Tuesday, February 14, 2006

The Purple Cow

Home educating Tink is a continual battle. Tink has been diagnosed with a sensory integration disorder. She is 9 years old and in the 4th grade. Life is not easy for these children. Tink is reading at a beginning 2nd grade level and is highly resistant to schooling in any form. I started homeschooling her this past March when nothing else seemed to be working. Some days I think she's coming along nicely then for no reason known to man she loses it. I'm learning a lot through the nuero therapeutics and the methods have helped tremendously. But the battle still goes on.

The most amazing thing is how swiftly a class can deteriorate. So we're reading along and Tink comes to a word she doesn't know. I help her with the word and all seems well. She reads two more words and suddenly without warning her head is on the table and she's crying her eyes out. "I didn't want you to help me with that word. Waaaa!"
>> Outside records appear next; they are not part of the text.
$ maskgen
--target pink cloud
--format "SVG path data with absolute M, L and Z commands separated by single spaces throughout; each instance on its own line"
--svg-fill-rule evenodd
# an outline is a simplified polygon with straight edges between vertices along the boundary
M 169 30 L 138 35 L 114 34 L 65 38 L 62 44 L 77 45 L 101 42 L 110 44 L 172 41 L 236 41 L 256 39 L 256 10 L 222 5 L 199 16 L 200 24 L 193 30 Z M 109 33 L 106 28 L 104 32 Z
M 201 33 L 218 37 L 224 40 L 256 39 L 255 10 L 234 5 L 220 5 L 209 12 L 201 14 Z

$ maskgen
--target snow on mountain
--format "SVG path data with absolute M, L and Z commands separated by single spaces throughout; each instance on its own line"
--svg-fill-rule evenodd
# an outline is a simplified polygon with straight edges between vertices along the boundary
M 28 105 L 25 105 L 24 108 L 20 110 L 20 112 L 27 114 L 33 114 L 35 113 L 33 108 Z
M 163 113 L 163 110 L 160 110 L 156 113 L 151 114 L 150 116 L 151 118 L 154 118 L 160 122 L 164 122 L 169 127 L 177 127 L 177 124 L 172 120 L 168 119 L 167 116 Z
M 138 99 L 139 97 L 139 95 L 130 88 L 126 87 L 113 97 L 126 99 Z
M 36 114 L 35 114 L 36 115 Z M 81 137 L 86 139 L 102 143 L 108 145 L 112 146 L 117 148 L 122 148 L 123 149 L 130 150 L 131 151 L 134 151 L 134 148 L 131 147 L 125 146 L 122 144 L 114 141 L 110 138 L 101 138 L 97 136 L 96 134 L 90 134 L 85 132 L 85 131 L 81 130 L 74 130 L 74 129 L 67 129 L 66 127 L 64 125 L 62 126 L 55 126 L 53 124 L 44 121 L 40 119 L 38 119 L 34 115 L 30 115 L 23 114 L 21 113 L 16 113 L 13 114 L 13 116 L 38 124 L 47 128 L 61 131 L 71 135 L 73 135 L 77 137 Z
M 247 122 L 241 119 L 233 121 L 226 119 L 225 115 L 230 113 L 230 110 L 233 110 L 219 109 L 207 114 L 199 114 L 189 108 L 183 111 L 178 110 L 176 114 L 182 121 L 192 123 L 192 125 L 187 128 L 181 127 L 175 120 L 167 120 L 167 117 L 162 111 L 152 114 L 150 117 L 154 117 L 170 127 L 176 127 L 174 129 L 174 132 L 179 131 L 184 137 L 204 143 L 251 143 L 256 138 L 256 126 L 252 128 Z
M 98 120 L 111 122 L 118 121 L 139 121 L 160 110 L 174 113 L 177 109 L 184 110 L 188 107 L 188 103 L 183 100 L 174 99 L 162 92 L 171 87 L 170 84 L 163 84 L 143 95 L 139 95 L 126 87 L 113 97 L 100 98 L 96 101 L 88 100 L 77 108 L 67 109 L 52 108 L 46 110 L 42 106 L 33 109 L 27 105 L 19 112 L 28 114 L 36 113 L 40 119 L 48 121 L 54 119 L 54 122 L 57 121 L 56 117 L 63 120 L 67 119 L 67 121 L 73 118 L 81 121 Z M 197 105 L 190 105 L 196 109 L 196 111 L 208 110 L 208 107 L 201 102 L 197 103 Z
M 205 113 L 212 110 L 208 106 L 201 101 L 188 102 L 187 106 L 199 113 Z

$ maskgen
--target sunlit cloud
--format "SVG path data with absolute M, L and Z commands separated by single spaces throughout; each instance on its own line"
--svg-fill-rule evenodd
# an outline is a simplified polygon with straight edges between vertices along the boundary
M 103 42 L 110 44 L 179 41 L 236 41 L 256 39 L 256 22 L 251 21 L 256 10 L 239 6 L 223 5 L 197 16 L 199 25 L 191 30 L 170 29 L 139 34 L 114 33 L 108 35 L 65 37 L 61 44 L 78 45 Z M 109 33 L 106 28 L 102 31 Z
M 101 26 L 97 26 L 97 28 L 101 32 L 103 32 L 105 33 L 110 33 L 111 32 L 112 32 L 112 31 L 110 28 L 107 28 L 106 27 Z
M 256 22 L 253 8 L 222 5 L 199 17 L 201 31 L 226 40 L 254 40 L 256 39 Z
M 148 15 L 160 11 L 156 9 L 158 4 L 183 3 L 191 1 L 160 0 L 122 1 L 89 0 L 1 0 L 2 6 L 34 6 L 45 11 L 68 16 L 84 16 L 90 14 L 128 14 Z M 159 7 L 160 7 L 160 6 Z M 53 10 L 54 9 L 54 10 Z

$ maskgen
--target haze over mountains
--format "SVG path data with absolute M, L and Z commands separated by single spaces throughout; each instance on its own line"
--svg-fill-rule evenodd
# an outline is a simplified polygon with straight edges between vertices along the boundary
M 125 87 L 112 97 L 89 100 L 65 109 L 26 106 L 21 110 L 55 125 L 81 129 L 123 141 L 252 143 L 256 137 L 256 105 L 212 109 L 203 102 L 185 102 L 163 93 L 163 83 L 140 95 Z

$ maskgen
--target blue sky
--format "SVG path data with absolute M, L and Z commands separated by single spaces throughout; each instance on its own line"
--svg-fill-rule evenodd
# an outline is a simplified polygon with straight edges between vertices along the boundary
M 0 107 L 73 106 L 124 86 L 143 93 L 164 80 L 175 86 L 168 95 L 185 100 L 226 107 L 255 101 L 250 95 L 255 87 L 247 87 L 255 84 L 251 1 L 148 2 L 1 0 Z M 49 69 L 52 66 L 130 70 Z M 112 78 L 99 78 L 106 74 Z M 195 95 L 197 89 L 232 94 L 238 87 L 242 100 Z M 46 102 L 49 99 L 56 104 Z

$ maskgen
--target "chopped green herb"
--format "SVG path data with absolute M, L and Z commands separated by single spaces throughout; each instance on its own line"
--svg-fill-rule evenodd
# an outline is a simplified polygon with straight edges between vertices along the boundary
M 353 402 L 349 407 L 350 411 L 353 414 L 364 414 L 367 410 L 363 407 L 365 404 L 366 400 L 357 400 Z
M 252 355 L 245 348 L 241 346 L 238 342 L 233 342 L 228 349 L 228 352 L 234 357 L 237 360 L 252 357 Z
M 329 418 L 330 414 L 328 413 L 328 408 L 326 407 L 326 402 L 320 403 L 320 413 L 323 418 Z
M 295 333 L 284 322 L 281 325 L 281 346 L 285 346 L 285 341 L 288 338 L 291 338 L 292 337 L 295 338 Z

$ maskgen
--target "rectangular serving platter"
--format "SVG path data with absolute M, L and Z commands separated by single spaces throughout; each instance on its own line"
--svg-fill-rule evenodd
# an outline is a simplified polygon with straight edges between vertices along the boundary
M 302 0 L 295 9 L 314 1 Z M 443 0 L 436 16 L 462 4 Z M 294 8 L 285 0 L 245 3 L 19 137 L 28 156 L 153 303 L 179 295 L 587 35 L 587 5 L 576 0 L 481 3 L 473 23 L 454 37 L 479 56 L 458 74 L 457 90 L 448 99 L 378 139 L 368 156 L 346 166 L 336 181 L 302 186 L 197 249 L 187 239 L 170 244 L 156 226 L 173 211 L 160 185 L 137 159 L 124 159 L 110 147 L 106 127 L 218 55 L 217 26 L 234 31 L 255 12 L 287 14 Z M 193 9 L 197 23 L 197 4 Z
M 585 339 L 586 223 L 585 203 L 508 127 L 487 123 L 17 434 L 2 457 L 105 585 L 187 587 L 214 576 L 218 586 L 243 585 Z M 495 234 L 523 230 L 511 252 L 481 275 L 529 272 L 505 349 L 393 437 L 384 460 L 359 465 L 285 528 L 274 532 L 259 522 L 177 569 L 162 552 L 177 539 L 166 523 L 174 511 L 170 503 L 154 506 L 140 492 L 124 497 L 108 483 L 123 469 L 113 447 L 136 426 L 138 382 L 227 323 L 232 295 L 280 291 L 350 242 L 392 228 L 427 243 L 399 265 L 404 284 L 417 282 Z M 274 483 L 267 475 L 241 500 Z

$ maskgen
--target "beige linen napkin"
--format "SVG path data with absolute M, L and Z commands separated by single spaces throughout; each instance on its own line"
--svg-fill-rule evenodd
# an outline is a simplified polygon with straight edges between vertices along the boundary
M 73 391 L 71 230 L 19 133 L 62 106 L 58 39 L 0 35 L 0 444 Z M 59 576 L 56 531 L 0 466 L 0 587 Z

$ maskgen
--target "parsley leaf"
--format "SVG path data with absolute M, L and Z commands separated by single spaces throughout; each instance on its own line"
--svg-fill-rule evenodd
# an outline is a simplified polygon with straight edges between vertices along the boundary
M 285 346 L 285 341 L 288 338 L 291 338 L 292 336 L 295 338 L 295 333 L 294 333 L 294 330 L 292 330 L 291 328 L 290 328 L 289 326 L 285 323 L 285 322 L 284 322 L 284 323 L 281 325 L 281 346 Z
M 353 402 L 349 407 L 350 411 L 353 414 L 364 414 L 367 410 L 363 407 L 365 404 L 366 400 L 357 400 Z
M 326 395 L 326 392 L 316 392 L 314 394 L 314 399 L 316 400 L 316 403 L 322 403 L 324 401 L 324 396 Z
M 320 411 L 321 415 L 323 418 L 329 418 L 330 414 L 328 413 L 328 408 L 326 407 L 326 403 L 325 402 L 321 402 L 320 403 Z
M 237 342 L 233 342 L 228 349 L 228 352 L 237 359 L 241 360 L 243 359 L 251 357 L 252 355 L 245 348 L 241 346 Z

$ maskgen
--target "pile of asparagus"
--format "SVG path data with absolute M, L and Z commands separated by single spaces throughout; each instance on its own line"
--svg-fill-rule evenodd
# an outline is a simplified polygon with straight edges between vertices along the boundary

She slides out of her chair to her own surprise and quickly rights herself. She' s growing hysterical,"I hate reading. I never will like reading. You told me the word. I don't want help. She bangs her book on the table. Don't talk to me. I don't want to listen. My head hurts. Just let me read my own way."

I try to explain to her that her way makes it unable for her to understand the story.

You can only mix up the words of and for and when and then and that and what a few times and skip every other word in between before the story makes no sense whatsoever. Tink so consistently mixes the examples above that I know for a fact she has totally learned them this way at the public school and nobody has caught it.

So she screams and whimpers and screams and slides under the table and plugs her ears refusing to listen and hums to herself while she rocks until my patience about wears thin.

I dare not let her know I'm frustrated or she will feed off of it and we'll get nowhere. The best thing I can do is leave the room with the order for her to finish the page while I do a five minute chore. When I come back she's usually got it done. She calms down and we move to the next thing .

Some times I can go through five or six different things until she shows an interest. Today it was a paper on punctuation. She saw it and started squirrming in her chair and chewing on her chewy as fast as she could. I quickly replaced the paper with one on nouns. She leaned forward earnestly looking at it while chewing. Suddenly she jumps back as if she's been bitten and starts to scream.

I calmly tell her to set her chair upright while at the same time reaching for a book of poems. She wiggles and wiggles and slides around on her chair but never quits eyeing the book. The poems are actually old nursery rhymes and they're one of the ways that children are taught reading fluency.

I ignore the wiggling and read the poem aloud to myself. At the end the author of the book writes the origins to the poem. I read Humpty Dumpty. Tink chews and wiggles but doesn't scream. "Hmm, I say, now isn't this interesting. Humpty dumpty was actually a cannon place on a wall during the war. It fell off and the kings men tried to fix it but never could. Isn't that funny? I really thought all these years it was an egg."

"Who cares about the stupid cannon! I hate this poem. I hate all poems," she shouts. "Poems are stupid. Words are stupid." She plugs her ears and screams.

"Oh, here's a good one," I say ignoring the fact that she's again about to disappear under the table. "Hey diddle diddle the cat and the fiddle, the cow...."

"Stop," she screams you read that one to me last week. "I never want to hear it again."

I had to think for a minute. Indeed I had read it to her last week but she was under the table screaming. I didn't think she had even heard it.

I went on as if I hadn't been interrupted."Oh, look Tink, I loved this one when I was a kid. I still do actually. This guy wrote about a purple cow and later he hated is so badly that..."

"Cows aren't purple. What a stupid, STUPID poem." She was sliding back up in her chair. She bent over and looked at the poem.

"Yeh," I said, "He knew it was a silly poem. Later he got so mad at hearing everyone quoting it that he said he'd kill them if he heard it again."

Tinks leans over the book like a little old lady with poor eyesight. She's vigorously chewing her chewy. I let her silently read the poem. She doesn't get far before she says, "What did he say? Why did he want to kill them?"

"Well lets see what it says," I say matter of factly. " Read it with me." She begins reading the poem with me. She stays with me all the way to the end then laughs."That is a stupid poem."

Score one for ole mom. I made it through that hurdle. Math is next but I'll spare you. It goes the exact same way as reading. It's really all a very intricate dance. By the way if you're wondering about her use of the word stupid it's just a battle I'm not going to face right now. Eventually we're going to deal with it in behavorial therapy.

Later that day I overheard Tink telling her dad in animated tones. "Daddy did you know humpty dumpty was actually a gun. It fell off a wall and broke. And you know what? I read a really silly poem about a purple cow." Mr. Darling discusses it all with her and they actually have an "intellectual" talk. Sure it only lasted five minutes. But it was initiated by Tink! What a huge milestone. AND...Tink truly did enjoy the poetry. I was walking on air!

Tink not only heard the poem she understood it! This had to be one of my best homeschooling moments.

This is my entry to win a camera in the "Capture the Educational Moment" Contest sponsored by Spunky and Academic Superstore.